I've fallen in love with a chair. Featherston chairs, to be exact: the work of Australia's pre-eminent and most influential Mid-century industrial designers, Grant and Mary Featherston.
In February, as we began a major redesign of the dining room at my restaurant, Attica, the first in its 11-year history, I reflected on its past and where I want it to be in the future. I tried to consider every aspect of our work. We're always searching down the dirt road. Who knows what discovery we might make, what new inspiration may come?
In 2006 we began cooking with local ingredients - some wild, some endemic to our land. I then realised there was no connection between the imported plates we used and the Australian ingredients, so we began collaborating with local ceramic artists to create our own dinnerware. Since then we've gone down all sorts of rabbit holes to find new connections with creative Australians - we now enjoy relationships with blacksmiths, glass-blowers, writers, artists, basket-weavers, fashion designers, and wood-workers to name but a few.
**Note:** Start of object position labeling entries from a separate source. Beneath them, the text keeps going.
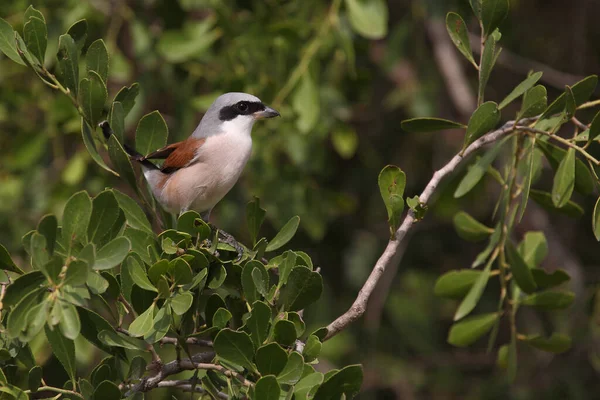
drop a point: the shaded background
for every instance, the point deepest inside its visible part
(340, 125)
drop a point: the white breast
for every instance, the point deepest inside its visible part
(201, 186)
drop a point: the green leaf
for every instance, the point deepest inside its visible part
(534, 103)
(181, 302)
(96, 282)
(312, 349)
(345, 142)
(521, 89)
(469, 228)
(97, 60)
(235, 347)
(106, 390)
(392, 181)
(594, 128)
(39, 254)
(138, 275)
(368, 18)
(546, 280)
(421, 125)
(306, 103)
(48, 227)
(582, 90)
(520, 270)
(105, 212)
(34, 378)
(304, 287)
(68, 63)
(77, 273)
(478, 170)
(116, 119)
(285, 234)
(306, 384)
(143, 323)
(483, 120)
(285, 268)
(292, 371)
(346, 381)
(258, 323)
(92, 96)
(63, 349)
(69, 325)
(549, 300)
(284, 332)
(78, 31)
(6, 262)
(533, 248)
(221, 318)
(133, 213)
(267, 388)
(564, 180)
(160, 325)
(121, 162)
(488, 59)
(91, 326)
(17, 320)
(270, 359)
(474, 295)
(544, 199)
(456, 284)
(35, 35)
(21, 287)
(151, 133)
(8, 45)
(557, 343)
(584, 182)
(113, 253)
(111, 338)
(255, 215)
(595, 221)
(126, 97)
(470, 329)
(90, 145)
(493, 13)
(76, 217)
(457, 29)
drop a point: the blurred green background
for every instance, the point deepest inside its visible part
(342, 96)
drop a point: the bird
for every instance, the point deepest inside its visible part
(200, 170)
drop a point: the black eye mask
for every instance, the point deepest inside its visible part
(240, 108)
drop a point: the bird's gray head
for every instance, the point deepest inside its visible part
(233, 112)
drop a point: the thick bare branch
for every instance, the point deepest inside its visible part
(391, 253)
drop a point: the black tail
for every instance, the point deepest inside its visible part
(133, 154)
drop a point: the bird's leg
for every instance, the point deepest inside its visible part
(224, 236)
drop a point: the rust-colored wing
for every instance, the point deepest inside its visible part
(178, 155)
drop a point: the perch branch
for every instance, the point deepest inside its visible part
(391, 252)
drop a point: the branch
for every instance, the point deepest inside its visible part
(391, 253)
(170, 368)
(187, 386)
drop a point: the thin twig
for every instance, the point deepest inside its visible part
(196, 341)
(390, 254)
(561, 140)
(170, 368)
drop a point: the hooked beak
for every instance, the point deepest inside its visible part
(268, 112)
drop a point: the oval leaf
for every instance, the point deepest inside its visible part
(285, 234)
(420, 125)
(470, 329)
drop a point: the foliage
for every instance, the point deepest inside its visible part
(103, 274)
(327, 79)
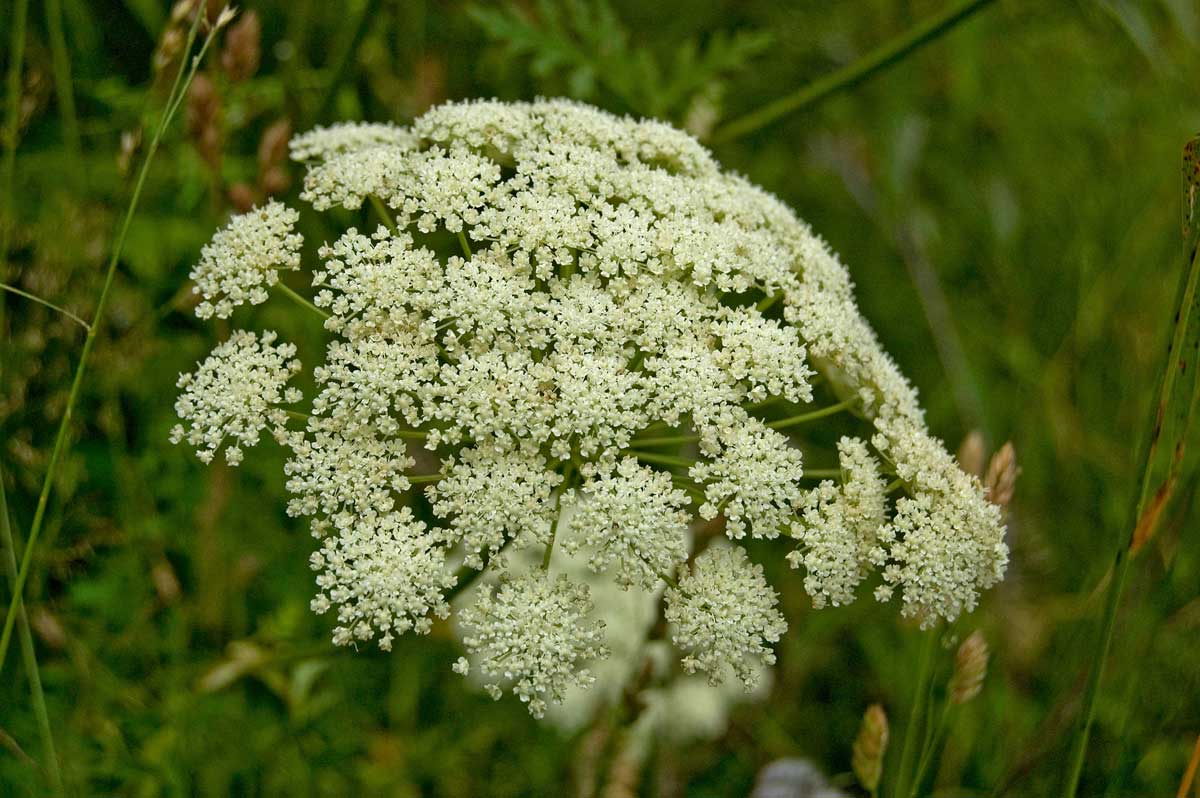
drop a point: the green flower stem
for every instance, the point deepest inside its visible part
(804, 418)
(768, 301)
(851, 75)
(934, 743)
(665, 439)
(300, 300)
(917, 717)
(661, 460)
(13, 289)
(553, 531)
(29, 653)
(183, 79)
(384, 214)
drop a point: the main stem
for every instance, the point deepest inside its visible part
(60, 439)
(853, 73)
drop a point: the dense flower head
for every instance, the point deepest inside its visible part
(243, 261)
(839, 525)
(546, 313)
(235, 394)
(533, 631)
(724, 616)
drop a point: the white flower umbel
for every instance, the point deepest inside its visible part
(384, 576)
(533, 634)
(543, 306)
(839, 527)
(235, 394)
(724, 616)
(945, 545)
(630, 516)
(754, 480)
(243, 261)
(491, 497)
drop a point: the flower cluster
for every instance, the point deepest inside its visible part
(724, 615)
(243, 261)
(235, 394)
(534, 633)
(549, 312)
(839, 526)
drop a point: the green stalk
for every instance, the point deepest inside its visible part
(934, 741)
(851, 75)
(664, 441)
(1165, 436)
(661, 460)
(11, 125)
(804, 418)
(917, 717)
(553, 531)
(63, 85)
(384, 215)
(29, 654)
(13, 289)
(300, 300)
(183, 79)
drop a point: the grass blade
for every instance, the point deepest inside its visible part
(1162, 451)
(187, 67)
(29, 654)
(851, 75)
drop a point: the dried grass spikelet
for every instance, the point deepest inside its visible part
(273, 157)
(970, 669)
(870, 745)
(1001, 477)
(203, 117)
(243, 49)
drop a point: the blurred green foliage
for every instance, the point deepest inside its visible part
(1007, 199)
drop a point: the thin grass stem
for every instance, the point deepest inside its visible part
(64, 89)
(851, 75)
(183, 79)
(1164, 437)
(33, 298)
(29, 654)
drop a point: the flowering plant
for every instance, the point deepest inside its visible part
(593, 337)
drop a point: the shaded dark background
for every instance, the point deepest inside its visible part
(1008, 201)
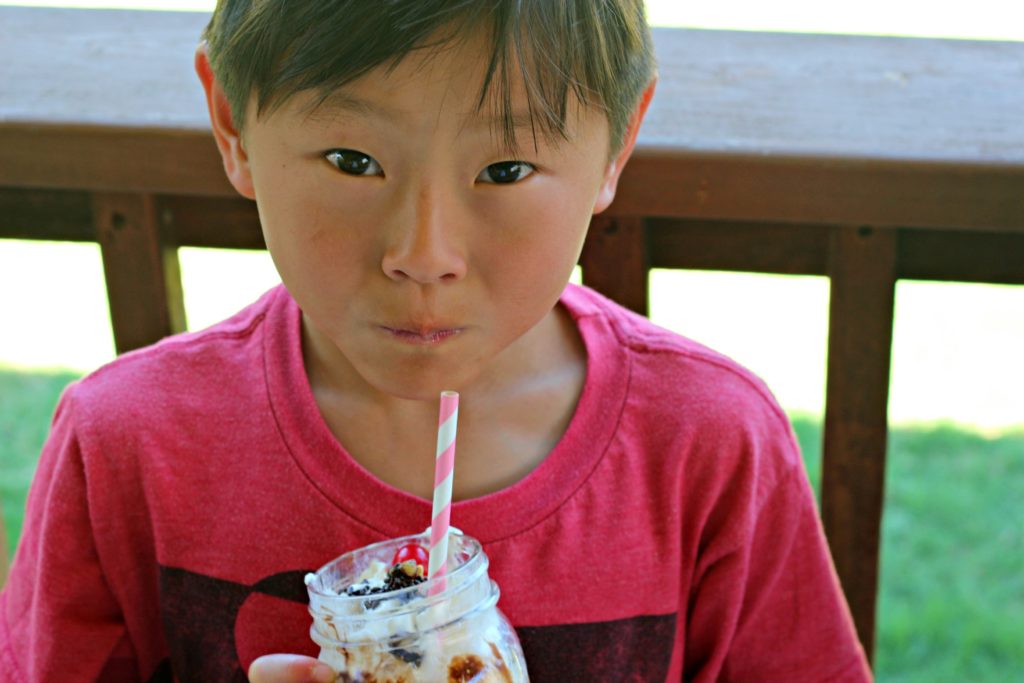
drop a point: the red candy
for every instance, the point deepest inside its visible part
(414, 552)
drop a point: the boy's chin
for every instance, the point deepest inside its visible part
(425, 386)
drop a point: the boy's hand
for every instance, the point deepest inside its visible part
(289, 669)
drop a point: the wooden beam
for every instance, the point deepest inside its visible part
(614, 260)
(863, 274)
(64, 215)
(143, 280)
(748, 247)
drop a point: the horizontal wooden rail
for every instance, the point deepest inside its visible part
(832, 156)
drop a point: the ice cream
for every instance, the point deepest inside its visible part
(377, 621)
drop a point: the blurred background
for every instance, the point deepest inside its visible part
(951, 602)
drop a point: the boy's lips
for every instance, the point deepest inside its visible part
(421, 335)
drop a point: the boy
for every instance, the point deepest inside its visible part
(425, 171)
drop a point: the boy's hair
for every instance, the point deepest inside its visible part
(599, 50)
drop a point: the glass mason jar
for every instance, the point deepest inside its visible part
(420, 633)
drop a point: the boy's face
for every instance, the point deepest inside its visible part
(420, 251)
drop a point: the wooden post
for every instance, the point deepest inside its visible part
(862, 267)
(614, 260)
(143, 280)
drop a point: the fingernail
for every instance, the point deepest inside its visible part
(321, 673)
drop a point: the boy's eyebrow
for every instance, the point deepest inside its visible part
(341, 102)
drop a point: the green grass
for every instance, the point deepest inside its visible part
(951, 598)
(27, 402)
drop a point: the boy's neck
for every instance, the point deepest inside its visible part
(510, 418)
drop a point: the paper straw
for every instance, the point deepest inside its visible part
(443, 471)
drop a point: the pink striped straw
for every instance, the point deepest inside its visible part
(443, 472)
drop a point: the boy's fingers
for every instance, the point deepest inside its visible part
(289, 669)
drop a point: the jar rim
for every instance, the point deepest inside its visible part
(462, 574)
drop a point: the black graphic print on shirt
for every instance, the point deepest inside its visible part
(214, 627)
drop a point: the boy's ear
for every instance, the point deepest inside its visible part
(228, 140)
(614, 169)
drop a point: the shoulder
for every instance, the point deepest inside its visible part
(179, 371)
(684, 398)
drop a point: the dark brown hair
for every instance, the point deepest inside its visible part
(598, 50)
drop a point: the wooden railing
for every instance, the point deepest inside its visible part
(864, 160)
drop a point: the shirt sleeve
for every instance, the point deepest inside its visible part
(767, 605)
(58, 619)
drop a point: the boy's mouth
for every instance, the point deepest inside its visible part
(424, 336)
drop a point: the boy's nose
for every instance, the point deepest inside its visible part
(423, 247)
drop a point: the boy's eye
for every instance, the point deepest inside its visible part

I've gone in this direction because I want Attica to take in a broader level of influence and inspiration than just my own trade, and because I'm searching for the answer to the age-old question of what is Australian. I'm talking about Australian cultural classics that exist beyond the obvious pop-culture darlings such as Vegemite, Tim Tams, footy and utes. For me, the name Featherston should be included in that list.
As prosaic as it may seem, a restaurant chair is not something to be chosen lightly. In fact, it could be the single most influential ingredient in a restaurant meal that you've never thought of - until you sit on one that's bloody uncomfortable.
On average our guests are sitting on our chairs for three hours at a time. A sore behind should not be part of that experience. A dining chair should look beautiful, but more importantly it should be functional and comfortable. My idea was to work with local furnituremakers to design and engineer the perfect dining-room chair for our new-look restaurant.
I wanted to furnish the restaurant with something that was not a throwaway commodity. Something handmade that would be of a quality to last a lifetime, or that might be handed down to the next generation. And something distinctively Australian.
At my first design meeting with our architect, Iva Foschia, of IF Architecture, I mentioned that I planned to collect enough vintage Featherston Scape dining chairs, designed by Grant Featherston in 1960, to restore and use in the refurbished Attica.
Iva's reaction to this idea was so positive I felt certain she was the right person for the job - if you're passionate about Featherston chairs, then you're all right by me.
The problem was that I'd only seen about six Scape chairs for sale in the previous year. But Iva mentioned that Melbourne designers and furnituremakers Grazia Materia and Gordon Mather were manufacturing many of the original Featherston designs, including the Scape dining chair, just down the road from Attica in Highett. Grant Featherston died in 1995, but the venture has Mary Featherston's blessing.
When I met Gordon and Grazia I was really moved by their passion for design and furniture - and their enthusiasm for local Australian manufacturing. (I also lost my mind when we entered the warehouse, which houses many Featherston chairs. To their amusement I kept asking, "Is this for sale? Is this for sale?")
Grazia told me that when Gordon first approached Grant Featherston in the 1980s to seek the manufacturing rights for some of his furniture designs, the designer wasn't interested in Gordon's technical abilities but instead took many notes about his character and personality before giving him the green light. This small piece of information resonated with me because this is how the decisions at Attica are made - on the character and the intention of the person, the integrity of the ingredient or, in this case, the style and story of the Featherston Scape dining chair.
So that's your buttocks taken care of. Now all I have to worry about is the table, the room, the service and the wine. Oh, and the food.
Ben Shewry is the chef and co-owner of Melbourne's Attica restaurant.